A especialista sublinhou a elevada relevância clínica da hipercaliémia, lembrando que esta continua a ser uma causa frequente de admissão nos serviços de urgência. “A hipercaliemia é uma condição médica que leva muitos doentes aos serviços de urgência portugueses”, afirmou, explicando que os níveis elevados de potássio no sangue “podem afetar gravemente a função cardíaca e neuromuscular”, constituindo por isso “um distúrbio eletrolítico potencialmente fatal”.
Segundo Maria da Luz Brazão, a importância do tema está diretamente relacionada com o risco de complicações graves associadas a esta condição. “A sua importância clínica deve-se ao facto de poder causar arritmias cardíacas fatais, estar frequentemente associada a insuficiência renal e requerer um diagnóstico e tratamento rápidos”, referiu.
Durante a sessão, foram abordados os principais aspetos práticos da abordagem da hipercaliémia em contexto de urgência, desde o reconhecimento precoce até à prevenção de novos episódios. Entre os pontos-chave destacados estiveram a compreensão das causas e fatores de risco associados à hipercaliémia, a identificação de sinais e sintomas orientadores do diagnóstico e a definição de estratégias diagnósticas e terapêuticas adequadas tanto no serviço de urgência como no acompanhamento após a alta.

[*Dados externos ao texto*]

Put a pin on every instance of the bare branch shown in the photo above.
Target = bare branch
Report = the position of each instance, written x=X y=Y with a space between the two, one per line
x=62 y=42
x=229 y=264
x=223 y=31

A especialista deu ainda particular ênfase à necessidade de evitar recorrências, sobretudo em doentes que necessitam de manter terapêuticas modificadoras de prognóstico. “É importante prevenir recorrências, em particular em doentes que precisam manter terapêuticas modificadoras de prognóstico as quais, por si só, condicionam hipercaliemia”, salientou.
Relativamente ao Congresso Nacional de Medicina Interna, Maria da Luz Brazão destacou a dimensão científica e formativa do evento. “O Congresso Nacional de Medicina Interna é atualmente o maior encontro anual da nossa especialidade, sendo já considerado um dos maiores eventos científicos nacionais”, afirmou, acrescentando que representa “um veículo de formação e atualização do conhecimento científico de todos os internistas e internos de Medicina Interna”.
As expectativas relativamente ao congresso foram igualmente muito positivas, com especial destaque para os novos formatos de atualização científica incluídos no programa. “Realço aqui a qualidade do programa científico, salientando o espaço reservado à atualização ‘O que há de novo em…’, que considero uma grande inovação deste congresso”, referiu. A especialista valorizou ainda a atenção dedicada ao futuro da especialidade, nomeadamente no que respeita à integração de novas tecnologias, à valorização da Medicina Interna e à adaptação da formação às novas gerações de internos.